More on the human side of Saint-Martin

More on the human side of Saint-Martin

Following an earlier post about Baron von Gleichen’s views of Louis-Claude de Saint-Martin, which gave an insight into how meetings of the disciples with their Master worked, now you can read a letter from the man himself!

All these insights give us a broader picture of Saint-Martin the man, rather than Saint-Martin the Theosophist. Indeed, while many pages have been written about him – especially in French – it is always fascinating to return to those times and see letters and notes from the Master and those who lived and studied alongside him.  One of the benefits of this is that we can perform a kind of modern exegesis on important issues over which many historians still argue, and attempt to draw our own conclusions based upon the evidence. Like biblical exegesis, the closer a source is to the event the more weight it is given: so documents written centuries after the death of Jesus are probably going to contain more inaccuracies, more fantasies and more wishful thinking than those written closer to the time he lived.

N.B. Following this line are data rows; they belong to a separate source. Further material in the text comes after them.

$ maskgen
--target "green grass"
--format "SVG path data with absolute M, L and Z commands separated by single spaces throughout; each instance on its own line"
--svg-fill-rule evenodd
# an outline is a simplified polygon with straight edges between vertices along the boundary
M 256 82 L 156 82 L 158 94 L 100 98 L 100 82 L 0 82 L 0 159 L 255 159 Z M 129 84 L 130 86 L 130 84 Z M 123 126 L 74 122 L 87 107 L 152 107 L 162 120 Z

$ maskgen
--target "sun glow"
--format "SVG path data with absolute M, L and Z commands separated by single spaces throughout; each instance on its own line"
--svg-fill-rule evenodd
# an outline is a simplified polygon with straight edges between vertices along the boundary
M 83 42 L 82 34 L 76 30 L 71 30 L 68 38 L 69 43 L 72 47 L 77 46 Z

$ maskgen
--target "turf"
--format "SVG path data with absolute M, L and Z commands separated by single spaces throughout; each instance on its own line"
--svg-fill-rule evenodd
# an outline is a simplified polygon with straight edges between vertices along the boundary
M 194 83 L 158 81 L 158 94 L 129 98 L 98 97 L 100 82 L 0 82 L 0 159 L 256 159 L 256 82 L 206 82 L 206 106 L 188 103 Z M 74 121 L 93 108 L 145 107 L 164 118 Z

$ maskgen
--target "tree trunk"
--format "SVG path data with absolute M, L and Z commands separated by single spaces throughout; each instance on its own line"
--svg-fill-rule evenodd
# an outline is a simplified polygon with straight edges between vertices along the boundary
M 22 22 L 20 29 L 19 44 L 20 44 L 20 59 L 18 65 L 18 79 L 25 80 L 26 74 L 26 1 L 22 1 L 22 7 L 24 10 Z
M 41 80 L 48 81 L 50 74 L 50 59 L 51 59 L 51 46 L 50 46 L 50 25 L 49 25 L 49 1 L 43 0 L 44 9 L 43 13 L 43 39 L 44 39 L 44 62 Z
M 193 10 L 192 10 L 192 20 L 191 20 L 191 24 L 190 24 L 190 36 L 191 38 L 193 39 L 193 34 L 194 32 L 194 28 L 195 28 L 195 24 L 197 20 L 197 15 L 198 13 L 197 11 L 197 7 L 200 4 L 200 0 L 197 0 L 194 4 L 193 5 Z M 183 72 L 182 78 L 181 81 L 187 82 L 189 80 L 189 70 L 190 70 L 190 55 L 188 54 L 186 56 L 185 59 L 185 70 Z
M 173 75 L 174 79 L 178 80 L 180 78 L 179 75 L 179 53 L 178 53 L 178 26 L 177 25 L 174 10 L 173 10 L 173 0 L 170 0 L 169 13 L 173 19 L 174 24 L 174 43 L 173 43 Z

It’s the same with Saint-Martin. One of the most controversial questions about the man is whether he founded his own movement and whether he initiated and taught disciples. Now, we can’t go back in time, so our conjectures will never be one hundred percent foolproof. However, we can draw on evidence to give us a prevailing balance of support to our hypothesis. In this instance, historians come down firmly on one side or the other, almost inevitably depending upon their view of Martinism as an Order. There seems to be no middle path: either it is self-evident that Saint- Martin ran a school of learning for initiates, or the entire idea is poppycock!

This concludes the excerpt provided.